Cette fois-ci, les chèvres ont des flatulences... Re-observation des étoiles...

Jeudi 16 octobre Avant de partir, Pierre Lecut donne 1000 frs au chef du village pour racheter un chameau en remplacement de l’autre venant de se casser la cheville ; pas de chameau = pas d’eau.

Arrivée à Agadez en fin d’après-midi.

Vendredi 17 octobre Lever 8h 00 ! ! !

On découvre avec un certain énervement que les fournitures sont encore bloquées à Niamey. Donc, changement de programme, il faut retourner à Niamey pour tenter de débloquer la situation.

Comme il n’y a pas d’avion, nous décidons de repartir en voiture le surlendemain.

Samedi 18 octobre Derniers préparatifs du départ, visite des marchés, des dunes environnantes...

Dimanche 19 octobre Journée sur la route Agadez/Niamey, ponctuée par les prières du chauffeur et les barrages de l’armée.
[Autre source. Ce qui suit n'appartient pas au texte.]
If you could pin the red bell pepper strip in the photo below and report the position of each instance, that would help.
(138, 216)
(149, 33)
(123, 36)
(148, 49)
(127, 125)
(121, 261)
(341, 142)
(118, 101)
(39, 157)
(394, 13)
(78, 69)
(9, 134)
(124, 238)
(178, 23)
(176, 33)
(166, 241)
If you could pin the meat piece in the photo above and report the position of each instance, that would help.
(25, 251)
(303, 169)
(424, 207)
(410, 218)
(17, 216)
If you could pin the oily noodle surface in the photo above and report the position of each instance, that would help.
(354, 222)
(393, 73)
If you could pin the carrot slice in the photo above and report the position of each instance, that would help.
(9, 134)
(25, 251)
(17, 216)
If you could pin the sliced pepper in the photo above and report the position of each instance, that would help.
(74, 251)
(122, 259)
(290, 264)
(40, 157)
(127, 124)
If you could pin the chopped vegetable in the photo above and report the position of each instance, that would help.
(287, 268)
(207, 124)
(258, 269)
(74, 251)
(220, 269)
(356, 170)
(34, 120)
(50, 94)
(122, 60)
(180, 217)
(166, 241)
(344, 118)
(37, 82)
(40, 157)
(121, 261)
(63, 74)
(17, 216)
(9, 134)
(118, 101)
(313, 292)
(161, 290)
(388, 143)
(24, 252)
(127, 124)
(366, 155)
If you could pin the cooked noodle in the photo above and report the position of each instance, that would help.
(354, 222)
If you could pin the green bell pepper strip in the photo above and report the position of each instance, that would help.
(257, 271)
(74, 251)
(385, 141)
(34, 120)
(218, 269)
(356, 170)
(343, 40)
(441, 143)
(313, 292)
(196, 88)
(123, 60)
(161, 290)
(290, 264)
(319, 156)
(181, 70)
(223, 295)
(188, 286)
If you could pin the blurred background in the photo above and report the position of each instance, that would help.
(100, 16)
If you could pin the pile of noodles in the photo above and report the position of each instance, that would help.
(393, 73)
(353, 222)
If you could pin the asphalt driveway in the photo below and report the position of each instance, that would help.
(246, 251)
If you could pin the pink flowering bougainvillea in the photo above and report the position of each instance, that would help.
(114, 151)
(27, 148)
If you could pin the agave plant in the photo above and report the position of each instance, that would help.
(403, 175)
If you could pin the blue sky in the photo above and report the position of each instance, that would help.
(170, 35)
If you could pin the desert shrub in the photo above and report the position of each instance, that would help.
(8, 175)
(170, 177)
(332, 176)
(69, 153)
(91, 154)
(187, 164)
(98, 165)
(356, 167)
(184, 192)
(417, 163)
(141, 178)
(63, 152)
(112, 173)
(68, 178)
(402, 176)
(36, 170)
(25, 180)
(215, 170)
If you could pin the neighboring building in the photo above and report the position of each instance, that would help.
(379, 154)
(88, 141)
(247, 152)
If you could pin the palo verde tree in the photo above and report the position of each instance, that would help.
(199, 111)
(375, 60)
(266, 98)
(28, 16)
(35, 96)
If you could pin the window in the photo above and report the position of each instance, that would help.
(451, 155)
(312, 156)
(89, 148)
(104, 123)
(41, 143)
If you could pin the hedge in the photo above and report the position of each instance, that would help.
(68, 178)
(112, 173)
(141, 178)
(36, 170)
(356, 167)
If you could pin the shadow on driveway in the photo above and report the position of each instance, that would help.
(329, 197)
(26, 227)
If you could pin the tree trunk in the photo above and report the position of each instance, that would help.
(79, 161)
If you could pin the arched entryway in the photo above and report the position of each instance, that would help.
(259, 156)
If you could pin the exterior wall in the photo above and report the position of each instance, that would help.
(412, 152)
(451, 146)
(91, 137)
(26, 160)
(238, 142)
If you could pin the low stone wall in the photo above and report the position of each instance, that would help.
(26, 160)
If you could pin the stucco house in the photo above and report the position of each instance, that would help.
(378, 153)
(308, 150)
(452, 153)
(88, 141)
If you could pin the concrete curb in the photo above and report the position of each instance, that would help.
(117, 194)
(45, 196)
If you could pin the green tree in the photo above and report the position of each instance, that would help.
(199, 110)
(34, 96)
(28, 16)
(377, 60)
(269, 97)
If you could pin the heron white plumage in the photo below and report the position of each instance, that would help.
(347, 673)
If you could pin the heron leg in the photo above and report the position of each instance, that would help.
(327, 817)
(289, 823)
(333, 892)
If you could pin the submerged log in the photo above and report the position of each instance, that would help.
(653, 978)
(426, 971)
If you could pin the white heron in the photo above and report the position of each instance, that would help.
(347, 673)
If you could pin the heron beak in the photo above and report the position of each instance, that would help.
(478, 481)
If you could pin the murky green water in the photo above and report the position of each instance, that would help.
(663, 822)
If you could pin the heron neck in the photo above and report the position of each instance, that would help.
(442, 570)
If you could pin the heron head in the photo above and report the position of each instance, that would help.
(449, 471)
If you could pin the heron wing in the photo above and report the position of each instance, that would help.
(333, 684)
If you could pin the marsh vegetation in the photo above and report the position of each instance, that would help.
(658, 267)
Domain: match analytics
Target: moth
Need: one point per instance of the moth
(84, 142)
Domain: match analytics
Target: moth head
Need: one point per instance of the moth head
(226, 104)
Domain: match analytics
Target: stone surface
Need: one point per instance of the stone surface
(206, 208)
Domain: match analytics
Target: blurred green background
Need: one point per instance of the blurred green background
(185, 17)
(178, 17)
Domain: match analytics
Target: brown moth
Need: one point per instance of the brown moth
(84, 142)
Lundi 20 - Mardi 21 - Mercredi 22 Nous deux, on s’en est plutôt bien sorties par rapport à Pierre qui a du se résoudre à aller visiter les 4 ministères, et se heurter à l’administration nigérienne pour obtenir l’exonération des marchandises. Pour lui pas de grasses matinées, mais des salles d’attentes à n’en plus finir et des interlocuteurs partisans du moindre effort.

Mais heureusement, mercredi à 15h 30, l’autorisation a été obtenue dûment signée ; les marchandises n’ont pas été pillées ni même visitées.

Le départ approche, les gorges se serrent.

Avion à 8h 00 ; Arrivée le lendemain à 6h 00 à Roissy.

Et nous retrouvons notre désert : Paris.

NB : Conclusion
puce.gif (208 octets) un manque colossal de médicaments.
puce.gif (208 octets) financement très urgent d’un puits à Ararouss.
puce.gif (208 octets) financement d’une école en dur à Tibouhet.
puce.gif (208 octets) Tentative de reconnaissance par l’état nigérien de nos écoles.
puce.gif (208 octets) Classification de Grain de Sable comme ONG, ce qui faciliterait toute démarche administrative.
puce.gif (208 octets) Utilité des petits déjeuners ?
puce.gif (208 octets) Soutien nécessaire aux créations de coopératives.